LLM4Decompile
Reverse Engineering: Decompiling Binary Code with Large Language Models
Install / Use
/learn @albertan017/LLM4DecompileREADME
Reverse Engineering: Decompiling Binary Code with Large Language Models
Updates
- [2025-10-04]: Release SK²Decompile: LLM-based Two-Phase Binary Decompilation from Skeleton to Skin. Phase 1 Structure Recovery (Skeleton): Transform binary/pseudo-code into obfuscated intermediate representations 🤗 HF Link. Phase 2 Identifier Naming (Skin): Generate human-readable source code with meaningful identifiers 🤗 HF Link.
- [2025-05-20]: Release decompile-bench, contains two million binary-source function pairs for training, and 70K function pairs for evaluation. Please refer to the decompile-bench folder for details.
- [2024-10-17]: Release decompile-ghidra-100k, a subset of 100k training samples (25k per optimization level). We provide a training script that runs in ~3.5 hours on a single A100 40G GPU. It achieves a 0.26 re-executability rate, with a total cost of under $20 for quick replication of LLM4Decompile.

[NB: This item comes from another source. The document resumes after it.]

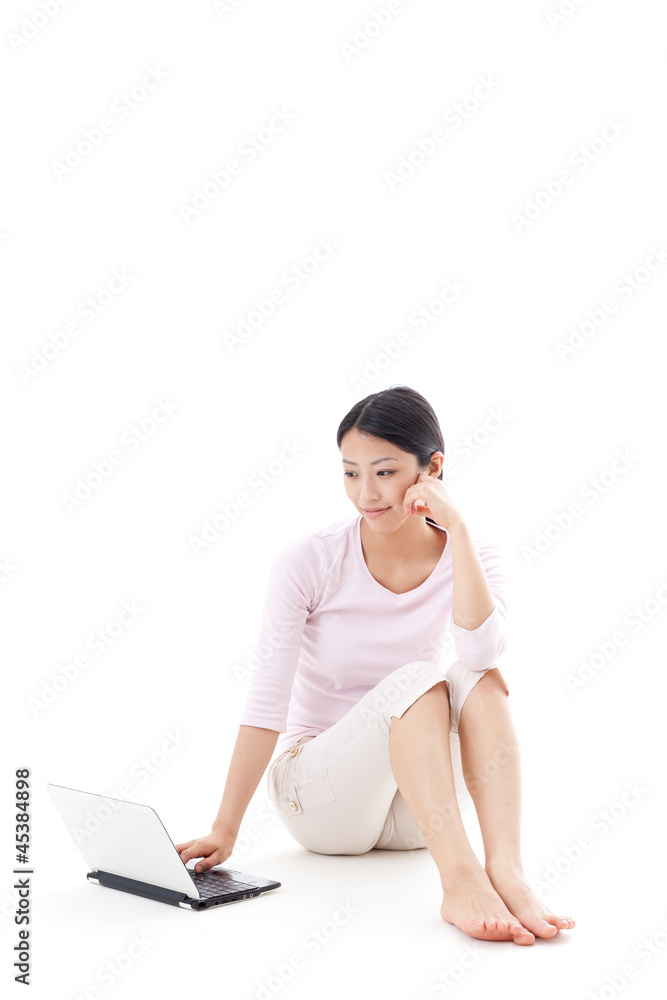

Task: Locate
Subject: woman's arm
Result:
[212,726,280,839]
[447,519,496,629]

- [2024-09-26]: Update a Colab notebook to demonstrate the usage of the LLM4Decompile model, including examples for the LLM4Decompile-End and LLM4Decompile-Ref models.
- [2024-09-23]: Release LLM4Decompile-9B-v2, fine-tuned based on Yi-Coder-9B, achieved a re-executability rate of 0.6494 on the Decompile benchmark.
- [2024-06-19]: Release V2 series (LLM4Decompile-Ref). V2 (1.3B-22B), building upon Ghidra, are trained on 2 billion tokens to refine the decompiled pseudo-code from Ghidra. The 22B-V2 version outperforms the 6.7B-V1.5 by an additional 40.1%. Please check the ghidra folder for details.
- [2024-05-13]: Release V1.5 series (LLM4Decompile-End, directly decompile binary using LLM). V1.5 are trained with a larger dataset (15B tokens) and a maximum token length of 4,096, with remarkable performance (over 100% improvement) compared to the previous model.
- [2024-03-16]: Add llm4decompile-6.7b-uo model which is trained without prior knowledge of the optimization levels (O0~O3), the average re-executability is around 0.219, performs the best in our models.
About
- LLM4Decompile is the pioneering open-source large language model dedicated to decompilation. Its current version supports decompiling Linux x86_64 binaries, ranging from GCC's O0 to O3 optimization levels, into human-readable C source code. Our team is committed to expanding this tool's capabilities, with ongoing efforts to incorporate a broader range of architectures and configurations.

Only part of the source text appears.